Como segundo ejemplo de iniciativas llevadas a cabo que han contado con el apoyo de AIN en el marco del proyecto europeo ORHI, y, en este caso, con el apoyo del Centro Tecnológico Leartiker, la quesería navarra Axuribeltz. Esta ha incorporado el conocimiento y la tecnología para empezar a utilizar el suero lácteo para producir bebidas lactofermentadas que, además de reutilizar el residuo, generan nuevos ingresos.

Y es que, en la producción de queso, cerca del 90% de la leche se convierte en suero lácteo, un líquido rico en proteínas y lactosa, que a menudo acaba vertido en los ríos con graves consecuencias para peces y plantas.

Miriam Otxotorena, ingeniera agrícola y ganadera, inició la actividad agrícola en 2010 en Iturgoyen (Navarra), de apenas 100 habitantes y localidad natal de su padre con la intención de crear su propio puesto de trabajo y conciliar su vida laboral y familiar.
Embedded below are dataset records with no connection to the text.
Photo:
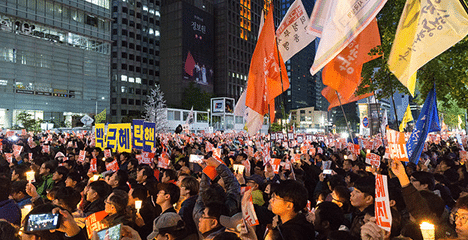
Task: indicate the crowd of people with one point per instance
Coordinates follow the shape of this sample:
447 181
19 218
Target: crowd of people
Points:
297 200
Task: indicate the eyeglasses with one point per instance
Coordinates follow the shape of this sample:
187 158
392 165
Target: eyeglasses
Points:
463 218
207 217
274 197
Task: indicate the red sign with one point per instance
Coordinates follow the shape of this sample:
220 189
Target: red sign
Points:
275 163
93 222
146 158
82 156
107 153
383 215
373 160
114 166
397 145
93 165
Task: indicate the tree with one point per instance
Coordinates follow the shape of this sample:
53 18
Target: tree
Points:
449 112
194 96
447 71
28 122
155 109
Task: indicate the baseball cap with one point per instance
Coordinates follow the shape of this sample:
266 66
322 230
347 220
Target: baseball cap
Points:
166 222
256 178
232 223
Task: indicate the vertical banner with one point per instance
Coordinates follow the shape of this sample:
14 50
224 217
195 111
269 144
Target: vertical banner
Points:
397 145
99 135
149 139
124 142
383 215
138 139
111 136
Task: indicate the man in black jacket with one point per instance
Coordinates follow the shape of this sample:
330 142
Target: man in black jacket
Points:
288 199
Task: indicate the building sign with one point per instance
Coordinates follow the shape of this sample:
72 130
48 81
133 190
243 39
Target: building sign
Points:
198 42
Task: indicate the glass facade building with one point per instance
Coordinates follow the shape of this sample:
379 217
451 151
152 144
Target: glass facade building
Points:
135 56
54 58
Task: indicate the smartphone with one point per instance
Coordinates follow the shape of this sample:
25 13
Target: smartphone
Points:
43 221
196 158
112 233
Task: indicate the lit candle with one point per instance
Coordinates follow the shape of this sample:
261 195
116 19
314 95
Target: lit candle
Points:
427 230
138 205
25 210
30 176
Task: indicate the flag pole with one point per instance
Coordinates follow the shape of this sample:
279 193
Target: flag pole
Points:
344 114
Cinco años después, comenzó la elaboración de quesos. En la actualidad, gestiona un rebaño de 300 ovejas de la raza Latxa y 15 yeguas.

“Nosotros hacemos todo el manejo del ganado de manera ecológica, que en la práctica significa que intentamos que estén el mayor tiempo posible en el exterior. También duermen al aire libre”, ha destacado Miriam. En definitiva, los animales pastan durante más de nueve meses en el campo, y el resto del tiempo, complementan su alimentación.

De la elaboración de 2.500 kilos de queso aprox. con 30.000 litros de leche, obtienen 21.000 litros de suero, el cual hasta ahora no le había dado ningún valor un valor económico. Es más, lo utilizaban para alimentar a las corderas de reposición y a los cerdos, por su alta cantidad de proteína. También lo empleaban como tratamiento fungicida en los frutales. En la actualidad, van a empezar a elaborar lactosueros añadiendo leche al suero para que fermente, y zumo de manzana.

“El suero lácteo es un producto que hasta ahora lo considerábamos como un residuo. Gracias a este proyecto vamos a darle un valor añadido. Va a dejar de ser un residuo para convertirse en un producto que nos va a permitir diversificar nuestra gama de productos”, ha declarado Miriam añadiendo que la tecnología que emplean para la nueva elaboración es la pasteurización para lo cual han realizado una inversión total de 30.000 euros.

“El proyecto europeo ORHI, en nuestro caso, ayuda a fijar la población y crear valor en una zona amenazada por la despoblación. Aparte, cuando vas a comercializar tus productos en diferentes ferias, aportas a los clientes un mayor valor añadido. Con el mismo esfuerzo, ofreces una mayor gama de productos, por lo que esperamos que las ventas se incrementen. Empezaremos su comercialización el próximo mes de diciembre”, ha destacado la ganadera.

Montse Guerrero, del equipo de consultoría de la Asociación de la Industria Navarra (AIN), socios del proyecto europeo, ha explicado que ORHI ha supuesto un reto y una oportunidad: “Hemos apoyado a empresas navarras a la hora de evaluar las alternativas que ofrece la economía circular en diferentes puntos de la cadena de valor alimentaria y  acompañado la implementación de nuevas tecnologías y modelos de negocio, para facilitar la oferta de nuevos servicios y productos que extraen mayor valor de los recursos”.